A new machine learning framework for occupational accidents forecasting with safety inspections integration
Aho Yapi, Pierre Latouche, Arnaud Guillin, Yan Bailly
TL;DR
This paper tackles short-term forecasting of occupational accidents by modeling daily accident occurrences as a binary time series and conditioning on safety-inspection covariates and calendar features. It introduces a model-agnostic framework that supports multiple horizon strategies (DirRec, MIMO, Seq2Seq) to produce daily probabilities which are aggregated into weekly risk assessments, enabling proactive planning and targeted interventions. The study demonstrates that learned models, particularly LSTM-based MIMO configurations, outperform operational baselines and simple heuristics across ITW, ExW, and ITW-d1 groups, with calendar information further improving weekly risk detection. The approach offers a practical, auditable, and adaptable tool for safety management, capable of integration into dashboards and decision processes to prioritize inspections and interventions in high-risk periods, with room for calibration and expansion to richer textual signals and cross-site dependencies.
Abstract
We propose a generic framework for short-term occupational accident forecasting that leverages safety inspections and models accident occurrences as binary time series. The approach generates daily predictions, which are then aggregated into weekly safety assessments to better inform decision making. To ensure the reliability and operational applicability of the forecasts, we apply a sliding-window cross-validation procedure specifically designed for time series data, combined with an evaluation based on aggregated period-level metrics. Several machine learning algorithms, including logistic regression, tree-based models, and neural networks, are trained and systematically compared within this framework.
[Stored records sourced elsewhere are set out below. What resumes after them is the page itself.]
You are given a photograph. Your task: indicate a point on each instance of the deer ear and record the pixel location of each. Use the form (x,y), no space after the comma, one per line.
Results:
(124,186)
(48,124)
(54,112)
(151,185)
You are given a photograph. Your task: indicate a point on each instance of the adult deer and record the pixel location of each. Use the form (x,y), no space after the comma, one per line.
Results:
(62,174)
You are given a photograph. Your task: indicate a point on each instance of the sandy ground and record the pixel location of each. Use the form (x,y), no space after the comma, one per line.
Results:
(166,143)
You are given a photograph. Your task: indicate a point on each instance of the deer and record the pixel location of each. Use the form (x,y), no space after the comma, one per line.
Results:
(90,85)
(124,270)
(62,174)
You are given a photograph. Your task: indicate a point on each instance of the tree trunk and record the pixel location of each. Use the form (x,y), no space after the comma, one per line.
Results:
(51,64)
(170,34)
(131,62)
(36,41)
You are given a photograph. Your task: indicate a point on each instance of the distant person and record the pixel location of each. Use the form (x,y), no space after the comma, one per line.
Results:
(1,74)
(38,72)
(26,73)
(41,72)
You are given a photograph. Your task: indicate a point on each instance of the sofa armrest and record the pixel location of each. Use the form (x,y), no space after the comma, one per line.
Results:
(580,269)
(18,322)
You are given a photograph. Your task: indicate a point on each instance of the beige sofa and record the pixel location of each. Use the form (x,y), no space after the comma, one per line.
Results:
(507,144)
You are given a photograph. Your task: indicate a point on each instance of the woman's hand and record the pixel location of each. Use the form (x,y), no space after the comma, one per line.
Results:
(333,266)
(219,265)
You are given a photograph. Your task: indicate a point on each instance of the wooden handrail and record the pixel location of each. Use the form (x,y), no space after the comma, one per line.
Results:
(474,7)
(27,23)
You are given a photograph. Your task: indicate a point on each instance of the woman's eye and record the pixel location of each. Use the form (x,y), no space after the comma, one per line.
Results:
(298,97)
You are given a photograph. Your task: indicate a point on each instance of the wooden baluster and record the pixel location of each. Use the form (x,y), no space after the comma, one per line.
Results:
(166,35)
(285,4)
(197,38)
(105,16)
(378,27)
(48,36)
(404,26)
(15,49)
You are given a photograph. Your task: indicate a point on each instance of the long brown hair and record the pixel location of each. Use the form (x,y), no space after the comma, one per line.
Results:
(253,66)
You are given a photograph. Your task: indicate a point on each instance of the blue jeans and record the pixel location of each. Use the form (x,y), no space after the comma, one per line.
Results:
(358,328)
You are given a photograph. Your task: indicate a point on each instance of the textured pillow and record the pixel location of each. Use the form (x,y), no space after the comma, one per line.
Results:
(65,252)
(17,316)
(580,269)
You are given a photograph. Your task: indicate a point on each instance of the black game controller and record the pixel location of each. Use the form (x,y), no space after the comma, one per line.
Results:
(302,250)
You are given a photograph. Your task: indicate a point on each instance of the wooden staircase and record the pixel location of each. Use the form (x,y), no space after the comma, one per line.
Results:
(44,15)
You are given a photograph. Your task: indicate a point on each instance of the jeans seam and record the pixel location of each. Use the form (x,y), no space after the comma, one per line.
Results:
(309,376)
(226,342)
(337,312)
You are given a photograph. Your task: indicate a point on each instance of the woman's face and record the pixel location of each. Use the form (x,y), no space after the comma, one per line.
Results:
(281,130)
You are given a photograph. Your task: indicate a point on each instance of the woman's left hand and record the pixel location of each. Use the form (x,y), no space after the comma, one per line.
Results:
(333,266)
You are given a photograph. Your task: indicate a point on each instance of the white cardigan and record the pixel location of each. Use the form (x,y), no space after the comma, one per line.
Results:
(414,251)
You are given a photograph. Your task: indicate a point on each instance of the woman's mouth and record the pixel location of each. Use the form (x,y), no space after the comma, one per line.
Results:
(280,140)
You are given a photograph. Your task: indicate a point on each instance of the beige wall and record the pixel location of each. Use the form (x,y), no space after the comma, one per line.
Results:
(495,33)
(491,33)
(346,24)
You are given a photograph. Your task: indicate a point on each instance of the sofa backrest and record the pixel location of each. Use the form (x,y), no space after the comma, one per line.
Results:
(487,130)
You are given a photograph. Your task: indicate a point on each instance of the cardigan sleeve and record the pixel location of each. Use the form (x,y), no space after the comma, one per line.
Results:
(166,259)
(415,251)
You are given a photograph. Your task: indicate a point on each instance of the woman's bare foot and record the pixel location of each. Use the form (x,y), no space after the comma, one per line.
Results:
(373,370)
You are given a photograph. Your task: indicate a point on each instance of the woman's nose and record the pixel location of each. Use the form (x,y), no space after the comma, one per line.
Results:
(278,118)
Unlike the other approaches, the long short-term memory (LSTM) network outperforms the other approaches and detects the upcoming high-risk periods with a balanced accuracy of 0.86, confirming the robustness of our methodology and demonstrating that a binary time series model can anticipate these critical periods based on safety inspections. The proposed methodology converts routine safety inspection data into clear weekly risk scores, detecting the periods when accidents are most likely. Decision-makers can integrate these scores into their planning tools to classify inspection priorities, schedule targeted interventions, and funnel resources to the sites or shifts classified as highest risk, stepping in before incidents occur and getting the greatest return on safety investments.